# This implementation is slow because GPU is not used

In [1]:
import numpy as np
import mnist # pip install mnist
import utils
import operations as op

# Configure

In [2]:
# Note:
np.random.seed(0)
batch_size = 100
total_iteration = 500

lr = 0.1 # learning rate
weight_decay = 0.0001
optimizer = 'gradient_descent'  # optional: momentum

# Define CNN model

In [3]:
# Note:
# Define CNN model modified from LeNet5
# os.FC : fully connected layer 

# Usage
# op.Convolution(kernel_size, channel_in, channel_out, stride, use_bias)
# op.Pooling(kernel_size, stride, pooling_type=['average' or 'max'])
# os.FC(node_in, node_out, use_bias)
model_np = [op.Convolution(3, 1, 2, 1, False),
            op.BatchNormalization(),
            op.ReLU(),

            op.Pool(3, 2, 'average'),
            op.ReLU(),

            op.Convolution(3, 2, 4, 1, False),
            op.BatchNormalization(),
            op.ReLU(),

            op.Pool(3, 2, 'average'),
            op.ReLU(),

            op.Convolution(3, 4, 128, 1, False),
            op.BatchNormalization(),
            op.ReLU(),

            op.FC(512, 32, False),
            op.BatchNormalization(),
            op.ReLU(),

            op.FC(32, 10, False)]
softmax_np = op.Softmax()
loss_np = op.CrossEntropy()  # loss
cost_np = op.Cost()

# Train

In [4]:
# prepare train data
train_images = mnist.train_images()
train_labels = mnist.train_labels()

args = {'lr': lr, 'is_train': True, 'optimizer': optimizer, 'weight_decay': weight_decay}
for iteration in range(total_iteration):
    random_indices = np.random.randint(0, len(train_images), batch_size)
    x_np = np.expand_dims(train_images[random_indices, ::] / 255.0, 3).astype(np.float32)
    y_np = utils.one_hot_encode(train_labels[random_indices], 10)
    args['y'] = y_np

    # forward
    out_np = x_np
    l2_loss = 0
    for layer in model_np:
        layer.forward(out_np, args)
        try:
            l2_loss += layer.l2_los
        except AttributeError:
            pass
        out_np = layer.value
    softmax_np.forward(out_np, args)
    loss_np.forward(softmax_np.value, args)
    cost_np.forward(loss_np.value, l2_loss)
    pred_np = np.argmax(model_np[-1].value, 1)
    accuracy_np = np.mean(pred_np == np.argmax(y_np, 1))
    
    # backward
    cost_np.backward()
    loss_np.backward(cost_np.grads)
    softmax_np.backward(loss_np.grads)
    grads_np = softmax_np.grads
    for layer in model_np[::-1]:
        layer.backward(grads_np, args)
        grads_np = layer.grads
    if (iteration+1) % 50 == 0:
        print("iter:%04d | cost:%.3f,  accuracy:%.2f" % (iteration+1, cost_np.value, accuracy_np))

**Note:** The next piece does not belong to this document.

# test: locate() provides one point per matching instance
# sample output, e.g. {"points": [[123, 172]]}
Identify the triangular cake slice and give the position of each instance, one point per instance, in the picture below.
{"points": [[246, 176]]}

iter:0050 | cost:0.285,  accuracy:0.95
iter:0100 | cost:0.256,  accuracy:0.94
iter:0150 | cost:0.199,  accuracy:0.93
iter:0200 | cost:0.188,  accuracy:0.95
iter:0250 | cost:0.132,  accuracy:0.97
iter:0300 | cost:0.172,  accuracy:0.94
iter:0350 | cost:0.094,  accuracy:0.98
iter:0400 | cost:0.085,  accuracy:0.97
iter:0450 | cost:0.141,  accuracy:0.96
iter:0500 | cost:0.086,  accuracy:0.99


# Test

In [5]:
# prepare test data
test_images = mnist.test_images()
test_labels = mnist.test_labels()
correctness = 0.0
args['is_train'] = False # to use moving mean and variance
for i, (test_img, test_label) in enumerate(zip(test_images, test_labels)):
    x_np = (test_img.reshape([1, 28, 28, 1]) / 255.0).astype(np.float32)
    y_np = utils.one_hot_encode(test_label.reshape(1, 1), 10)
    # forward
    out_np = x_np
    for layer in model_np:
        layer.forward(out_np, args)
        out_np = layer.value
    pred_np = np.argmax(out_np, 1)
    correctness += np.sum(pred_np == test_label)
    if (i+1) % 1000 == 0:
        print("Testing (%05d/%05d)"%(i+1, len(test_images)))
print("accuracy: %.3f" % (correctness / len(test_images)))

Testing (01000/10000)
Testing (02000/10000)
Testing (03000/10000)
Testing (04000/10000)
Testing (05000/10000)
Testing (06000/10000)
Testing (07000/10000)
Testing (08000/10000)
Testing (09000/10000)
Testing (10000/10000)
accuracy: 0.966